The next day, I notice two Buddhist nuns praying over the body of a young woman. Another body no longer inhabited by a mind.
Here on the unit, the line between life and death is faint. Sometimes it disappears altogether. Is a body supported by dialysis, inotropes and ventilators truly alive? Or, a functioning body without a mind: Is that life? Most patients, of course, come here to live. But sometimes we prolong dying rather than living. Nurses know. They give a resigned shrug on daily rounds, reciting lab values and vital signs without real conviction, unt il someone finally says, “Stop — it is hopeless.”

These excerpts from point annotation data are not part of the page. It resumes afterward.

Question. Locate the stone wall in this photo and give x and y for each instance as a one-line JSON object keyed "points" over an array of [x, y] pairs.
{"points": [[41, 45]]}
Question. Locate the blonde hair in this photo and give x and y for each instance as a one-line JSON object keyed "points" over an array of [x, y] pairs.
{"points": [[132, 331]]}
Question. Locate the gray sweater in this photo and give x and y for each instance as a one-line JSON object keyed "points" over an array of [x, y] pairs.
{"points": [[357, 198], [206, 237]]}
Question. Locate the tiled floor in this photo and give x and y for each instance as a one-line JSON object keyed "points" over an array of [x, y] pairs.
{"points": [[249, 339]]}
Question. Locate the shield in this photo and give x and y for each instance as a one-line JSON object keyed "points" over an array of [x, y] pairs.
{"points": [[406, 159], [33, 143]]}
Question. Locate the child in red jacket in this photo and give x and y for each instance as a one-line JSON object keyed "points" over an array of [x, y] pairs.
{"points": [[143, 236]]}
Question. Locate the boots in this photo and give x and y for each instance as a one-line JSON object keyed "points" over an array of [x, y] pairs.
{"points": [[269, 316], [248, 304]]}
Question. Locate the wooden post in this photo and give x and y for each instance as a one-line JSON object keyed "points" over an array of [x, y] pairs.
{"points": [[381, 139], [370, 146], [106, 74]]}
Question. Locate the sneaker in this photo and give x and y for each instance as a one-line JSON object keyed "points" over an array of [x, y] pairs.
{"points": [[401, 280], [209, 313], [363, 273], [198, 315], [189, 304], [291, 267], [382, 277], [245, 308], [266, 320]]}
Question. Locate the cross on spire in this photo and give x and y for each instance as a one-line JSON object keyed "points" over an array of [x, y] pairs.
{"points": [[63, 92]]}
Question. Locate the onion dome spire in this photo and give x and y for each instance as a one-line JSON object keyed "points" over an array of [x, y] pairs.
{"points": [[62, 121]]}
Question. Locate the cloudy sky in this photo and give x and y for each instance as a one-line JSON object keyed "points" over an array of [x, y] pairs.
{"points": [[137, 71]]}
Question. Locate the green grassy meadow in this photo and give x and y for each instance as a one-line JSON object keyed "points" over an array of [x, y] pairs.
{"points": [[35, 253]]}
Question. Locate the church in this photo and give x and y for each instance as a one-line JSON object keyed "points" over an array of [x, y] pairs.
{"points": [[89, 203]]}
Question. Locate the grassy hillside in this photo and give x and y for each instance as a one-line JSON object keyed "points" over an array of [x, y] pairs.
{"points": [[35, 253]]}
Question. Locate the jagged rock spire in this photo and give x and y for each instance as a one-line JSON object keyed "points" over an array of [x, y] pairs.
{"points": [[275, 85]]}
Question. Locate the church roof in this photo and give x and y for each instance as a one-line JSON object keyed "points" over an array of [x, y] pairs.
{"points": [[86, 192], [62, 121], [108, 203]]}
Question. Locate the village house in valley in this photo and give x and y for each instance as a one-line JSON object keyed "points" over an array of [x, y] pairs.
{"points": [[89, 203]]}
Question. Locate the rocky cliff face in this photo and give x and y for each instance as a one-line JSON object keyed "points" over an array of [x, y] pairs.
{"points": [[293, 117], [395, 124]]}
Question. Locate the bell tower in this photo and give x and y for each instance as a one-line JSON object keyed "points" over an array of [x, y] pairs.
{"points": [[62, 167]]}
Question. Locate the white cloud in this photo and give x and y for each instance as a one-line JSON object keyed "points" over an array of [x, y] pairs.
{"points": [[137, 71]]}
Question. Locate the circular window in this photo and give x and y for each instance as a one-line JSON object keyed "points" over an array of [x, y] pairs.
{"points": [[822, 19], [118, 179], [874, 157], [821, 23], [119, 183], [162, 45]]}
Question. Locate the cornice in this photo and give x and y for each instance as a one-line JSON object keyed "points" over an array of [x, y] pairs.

Where do we draw the line? We are trained to attempt everything possible. Even if our reason tells us it is hopeless, our hearts tell us to cling tenaciously to an improving lab value or the slightest change in cognition. We rage against the dying of the light with our mightiest pharmaceutical guns. We fight with technology. But we do not conquer. It is not easy for us to give in to death.
Part of the challenge is to face our own mortality. That 25-year-old motor vehicle accident victim could be me. Or my sister. Or my friend. Here, where we gather the sickest patients together, we face death every day, making decisions that may hasten, or delay, death. This is the core of the medical ivory tower. But the technology does not make the decisions any easier.
I observe those around me, their reactions to death. Black humour pervades. After an unsuccessful code one resident says a quick prayer at the patient's bedside while his colleagues gather outside the room, joking about an unrelated matter. I stand bewildered. I have not figured out a sensible way to react to death. It occurs to me that I didn't know the patient's name. I have a funny feeling in my throat. I swallow hard a couple of times and join the others outside.
Stefanie Falz Fourth-year medical student University of Alberta Edmonton, Alta.